Actually, I will be putting an eyeball (and probably a micrometer) on the cam and lifters pretty frequently for a while. The coating is supposed to burnish slightly (though quickly) to a close tolerance fit, leaving a coated surface which is itself slippery and which also retains some lubricant to help form the hydrostatic oil bearing that keeps our parts from metal-to-metal galling. I'll record the measurements before assembly and at each inspection, including photos (posted here, of course).

I expect that the most noticeable (i.e., measurable) burnishing process will happen very quickly during the first few minutes of run in. The first inspection should show the largest change, with the measurable wear stabilizing quickly after that. I've considered checking initially at 25-50 miles, then every 50-100 after that until I see either a failure-in-progress or a stabilization of wear .

I have a trip planned with friends in late June through upstate NY, PA, of about 1,500 miles, so there would probably be 3-4 inspections before the trip and one on return over the course of about 2,000 miles to see if these coatings are snake oil or worthwhile. What do you think of that inspection schedule?

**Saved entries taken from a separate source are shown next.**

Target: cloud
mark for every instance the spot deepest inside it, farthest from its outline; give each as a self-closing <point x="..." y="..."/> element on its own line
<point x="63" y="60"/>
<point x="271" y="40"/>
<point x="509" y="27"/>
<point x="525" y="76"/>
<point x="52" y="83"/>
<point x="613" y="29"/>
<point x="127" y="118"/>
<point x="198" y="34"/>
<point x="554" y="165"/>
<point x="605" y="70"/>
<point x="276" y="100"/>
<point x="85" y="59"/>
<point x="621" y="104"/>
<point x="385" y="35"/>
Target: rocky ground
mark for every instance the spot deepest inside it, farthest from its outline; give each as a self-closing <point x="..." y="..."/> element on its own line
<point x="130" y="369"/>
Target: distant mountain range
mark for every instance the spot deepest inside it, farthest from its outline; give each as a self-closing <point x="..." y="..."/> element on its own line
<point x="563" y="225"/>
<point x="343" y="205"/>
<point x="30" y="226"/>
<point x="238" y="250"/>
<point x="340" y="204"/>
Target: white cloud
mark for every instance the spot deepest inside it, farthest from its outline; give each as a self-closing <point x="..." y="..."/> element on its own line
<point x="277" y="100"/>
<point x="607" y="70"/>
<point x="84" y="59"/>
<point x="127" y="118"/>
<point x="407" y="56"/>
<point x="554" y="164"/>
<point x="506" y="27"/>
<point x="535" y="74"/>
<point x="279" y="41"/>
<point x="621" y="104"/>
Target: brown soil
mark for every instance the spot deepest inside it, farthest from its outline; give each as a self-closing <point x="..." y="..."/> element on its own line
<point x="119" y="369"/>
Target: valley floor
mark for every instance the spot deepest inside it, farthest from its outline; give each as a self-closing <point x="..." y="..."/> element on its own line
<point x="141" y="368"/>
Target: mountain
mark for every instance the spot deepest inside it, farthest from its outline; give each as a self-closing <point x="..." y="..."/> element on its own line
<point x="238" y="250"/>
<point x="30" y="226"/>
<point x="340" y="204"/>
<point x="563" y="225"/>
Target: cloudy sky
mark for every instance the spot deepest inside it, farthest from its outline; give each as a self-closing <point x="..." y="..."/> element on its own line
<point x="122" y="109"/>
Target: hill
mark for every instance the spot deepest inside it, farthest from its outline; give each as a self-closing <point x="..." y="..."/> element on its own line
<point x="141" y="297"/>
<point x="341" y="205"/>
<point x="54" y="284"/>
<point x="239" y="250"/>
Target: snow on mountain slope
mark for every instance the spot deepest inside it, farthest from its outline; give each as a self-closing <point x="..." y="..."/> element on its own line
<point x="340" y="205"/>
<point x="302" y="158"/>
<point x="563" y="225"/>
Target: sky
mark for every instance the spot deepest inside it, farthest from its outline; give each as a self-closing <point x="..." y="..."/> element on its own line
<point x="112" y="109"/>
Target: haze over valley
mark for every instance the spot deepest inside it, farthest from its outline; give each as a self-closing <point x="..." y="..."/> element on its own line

As far as a "real determination" of the initial failure, I'm not sure how I could achieve that. I would have to identify, interview and force a confession of poor maintenance from some previous owner. I purchased the bike last summer from an inmate here, who had only owned the bike for about two months himself. He had purchased it from a long period of non use, got it running, and flipped it to me with fresh oil and in fair running order. When I discovered the damage I initially suspected that the period of storage had permitted the cam and lifter to pit from corrosion and then gall when started again. But I now suspect that the owner before and during storage used automotive oil without ZDDP additives instead of motorcycle oil with the Zinc content, which allowed the galling over the time before storage.

I have no beef with the inmate I purchased the bike from. He didn't own/operate the machine long enough to cause the damage observed, and he didn't misrepresent the bike. I do have some beef with BMW's lifter design though. Solid lifters rotated in their bores by an center-offset and taper-ground cam lobe is IMHO a really poor design choice. It is inevitable that the sliding surfaces will suffer higher wear than cam lobes and lifters of other designs, like roller styles. There is plenty of room inside the BMW cases for roller lifters, and they've even been offered in the aftermarket before, so I don't know what BMW's rationale was with this design. Other manufactures (Moto Guzzi) have gone this route too, so maybe there is something I am missing.